Better than Bigfoot: Rare ragfish washes up on Lena Beach

Lacking scales and bones, these fish can reach a whopping 7 feet long
This ragfish washed up on the shore of Lena Beach early in the month of August. According to Mary Willson, a retired professor of ecology, ragfish are very distantly related to perch and bass, but they are characterized by a skeleton that is mostly cartilage and flabby flesh. Juveniles look quite different from adults in body shape and fin shape, and adults have no body scales.

Although this gnarly fish isn’t uncommon in Alaska waters, it’s rare that one of them makes an appearance on shore, especially in Juneau. A dead ragfish, scientific name Icosteus aenigmaticus, washed up on Lena Beach early this month, Juneau resident Michael Hays told us.

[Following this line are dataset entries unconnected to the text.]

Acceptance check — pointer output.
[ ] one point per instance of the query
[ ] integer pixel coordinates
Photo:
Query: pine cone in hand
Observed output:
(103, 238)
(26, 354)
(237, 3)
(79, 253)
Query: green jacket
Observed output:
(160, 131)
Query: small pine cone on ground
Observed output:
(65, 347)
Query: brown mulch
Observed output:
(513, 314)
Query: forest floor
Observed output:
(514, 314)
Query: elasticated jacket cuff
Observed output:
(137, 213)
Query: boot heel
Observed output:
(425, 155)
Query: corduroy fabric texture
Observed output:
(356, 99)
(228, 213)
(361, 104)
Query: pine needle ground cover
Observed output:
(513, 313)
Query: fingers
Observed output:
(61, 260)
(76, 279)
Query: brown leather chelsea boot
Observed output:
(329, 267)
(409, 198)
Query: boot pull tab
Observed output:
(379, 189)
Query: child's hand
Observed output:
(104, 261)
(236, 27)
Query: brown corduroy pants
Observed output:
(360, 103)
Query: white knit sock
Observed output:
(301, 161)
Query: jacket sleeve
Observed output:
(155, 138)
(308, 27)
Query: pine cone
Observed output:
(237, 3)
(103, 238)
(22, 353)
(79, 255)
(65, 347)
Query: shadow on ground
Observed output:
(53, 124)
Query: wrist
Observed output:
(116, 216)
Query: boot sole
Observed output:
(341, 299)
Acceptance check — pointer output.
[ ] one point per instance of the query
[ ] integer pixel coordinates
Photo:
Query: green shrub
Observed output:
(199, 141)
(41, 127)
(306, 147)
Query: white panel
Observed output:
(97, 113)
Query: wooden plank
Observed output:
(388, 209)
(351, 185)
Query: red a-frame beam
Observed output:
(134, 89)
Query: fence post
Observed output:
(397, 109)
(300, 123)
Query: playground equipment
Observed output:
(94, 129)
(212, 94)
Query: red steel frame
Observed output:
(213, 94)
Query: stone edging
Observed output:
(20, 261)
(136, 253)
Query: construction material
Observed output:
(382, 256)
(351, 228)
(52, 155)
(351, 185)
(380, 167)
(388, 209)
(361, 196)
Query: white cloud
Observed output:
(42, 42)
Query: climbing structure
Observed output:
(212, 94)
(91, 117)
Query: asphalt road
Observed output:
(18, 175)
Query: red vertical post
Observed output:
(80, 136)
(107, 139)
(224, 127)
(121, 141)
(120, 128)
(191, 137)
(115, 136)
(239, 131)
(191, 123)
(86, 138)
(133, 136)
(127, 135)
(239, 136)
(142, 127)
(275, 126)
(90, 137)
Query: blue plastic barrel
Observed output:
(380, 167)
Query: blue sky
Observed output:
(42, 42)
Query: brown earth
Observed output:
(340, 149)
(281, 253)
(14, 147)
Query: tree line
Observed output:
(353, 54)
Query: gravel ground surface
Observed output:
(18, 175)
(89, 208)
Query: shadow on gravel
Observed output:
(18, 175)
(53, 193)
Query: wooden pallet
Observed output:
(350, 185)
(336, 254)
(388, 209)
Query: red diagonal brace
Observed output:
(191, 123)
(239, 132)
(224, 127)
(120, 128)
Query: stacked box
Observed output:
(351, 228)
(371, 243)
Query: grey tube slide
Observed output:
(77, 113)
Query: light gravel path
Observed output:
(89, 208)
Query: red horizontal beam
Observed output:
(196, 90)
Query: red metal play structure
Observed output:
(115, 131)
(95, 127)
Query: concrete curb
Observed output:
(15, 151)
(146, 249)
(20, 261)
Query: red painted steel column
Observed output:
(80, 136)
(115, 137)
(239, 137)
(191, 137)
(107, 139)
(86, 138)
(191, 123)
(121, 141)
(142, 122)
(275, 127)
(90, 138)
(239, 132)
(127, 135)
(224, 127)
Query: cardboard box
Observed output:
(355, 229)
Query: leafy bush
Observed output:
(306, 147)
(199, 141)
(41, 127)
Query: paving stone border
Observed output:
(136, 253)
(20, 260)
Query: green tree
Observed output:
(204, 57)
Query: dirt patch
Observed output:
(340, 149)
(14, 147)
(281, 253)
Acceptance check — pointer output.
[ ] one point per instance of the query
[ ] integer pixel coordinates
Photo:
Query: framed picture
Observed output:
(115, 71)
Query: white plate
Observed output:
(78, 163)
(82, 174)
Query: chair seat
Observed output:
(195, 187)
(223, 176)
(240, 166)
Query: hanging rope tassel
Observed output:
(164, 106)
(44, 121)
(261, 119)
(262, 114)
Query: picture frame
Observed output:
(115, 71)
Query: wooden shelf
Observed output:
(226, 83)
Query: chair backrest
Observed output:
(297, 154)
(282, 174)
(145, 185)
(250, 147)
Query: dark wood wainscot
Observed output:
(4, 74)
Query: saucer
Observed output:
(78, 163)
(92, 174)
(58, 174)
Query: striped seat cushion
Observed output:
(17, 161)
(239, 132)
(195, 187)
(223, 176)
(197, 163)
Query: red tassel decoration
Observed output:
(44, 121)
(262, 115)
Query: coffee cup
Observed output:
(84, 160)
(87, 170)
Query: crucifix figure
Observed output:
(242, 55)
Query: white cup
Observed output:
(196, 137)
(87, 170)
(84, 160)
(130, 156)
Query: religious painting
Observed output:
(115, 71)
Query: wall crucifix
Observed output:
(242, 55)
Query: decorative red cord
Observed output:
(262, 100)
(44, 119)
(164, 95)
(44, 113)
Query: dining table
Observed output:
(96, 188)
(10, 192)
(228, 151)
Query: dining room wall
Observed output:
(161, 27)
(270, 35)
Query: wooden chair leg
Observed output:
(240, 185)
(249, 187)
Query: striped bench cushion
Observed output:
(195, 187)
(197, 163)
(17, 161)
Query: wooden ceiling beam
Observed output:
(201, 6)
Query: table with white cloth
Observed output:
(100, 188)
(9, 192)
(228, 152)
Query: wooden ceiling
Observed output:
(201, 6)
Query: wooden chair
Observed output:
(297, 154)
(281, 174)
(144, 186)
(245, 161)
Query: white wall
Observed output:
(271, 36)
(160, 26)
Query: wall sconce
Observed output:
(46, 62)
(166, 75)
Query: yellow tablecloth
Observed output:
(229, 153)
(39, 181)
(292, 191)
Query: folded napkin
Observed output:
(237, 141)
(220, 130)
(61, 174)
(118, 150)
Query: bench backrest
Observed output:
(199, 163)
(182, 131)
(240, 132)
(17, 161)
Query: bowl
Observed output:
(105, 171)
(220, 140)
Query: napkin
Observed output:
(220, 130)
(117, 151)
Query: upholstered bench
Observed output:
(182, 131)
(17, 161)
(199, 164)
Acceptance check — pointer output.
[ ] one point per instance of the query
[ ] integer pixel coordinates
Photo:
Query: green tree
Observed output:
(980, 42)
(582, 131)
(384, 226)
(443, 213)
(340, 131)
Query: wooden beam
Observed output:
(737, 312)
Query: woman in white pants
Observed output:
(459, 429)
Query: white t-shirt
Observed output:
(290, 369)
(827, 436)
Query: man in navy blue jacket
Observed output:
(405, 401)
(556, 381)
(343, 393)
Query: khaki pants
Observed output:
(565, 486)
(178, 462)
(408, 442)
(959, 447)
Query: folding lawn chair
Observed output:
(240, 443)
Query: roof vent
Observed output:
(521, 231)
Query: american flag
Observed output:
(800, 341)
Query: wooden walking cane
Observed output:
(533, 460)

It was longer than a shovel, battered and looking less than appealing. However, this particular specimen is small for its size — ragfish can reach an astounding 7 feet in length, National Oceanic and Atmospheric Administration biologist Dave Csepp said.

The fish are widespread throughout Alaska waters off the Bering Sea slope, hanging out deep, around 1,420 meters. However, they’re not as common near Juneau — NOAA’s Auke Bay Laboratories usually only get a few sightings of the fish each year, Csepp said in an email. They’re most commonly caught in trawl nets or while trolling, and not very often found on beaches.

Yet another, larger fish, was found earlier this year. Mary Willson and Richard Carstensen encountered a dead ragfish in February, also on Lena Beach.

Although they don’t look it, ragfish are floppy and limp like a rag, hence their name, Csepp said. These fish have mainly cartilaginous skeletons, and if you tried to bop one on the head with a salmon club, the club would go straight through. Ragfish have no scales, NOAA’s Julie Speegle said. Their bodies are soft, their skin not unlike a squid’s: a dark top layer can be easily removed to reveal smooth, white flesh underneath, Csepp said. They feed on small fish and cephalopods, and are food for sperm whales.

Besides what we know about the ragfish’s colossal size and bizarre anatomy, not much is known about this species, Csepp said.

So, if you come across one on the beach, take some photos. You’re one of the lucky few to come in contact with this mysterious fish.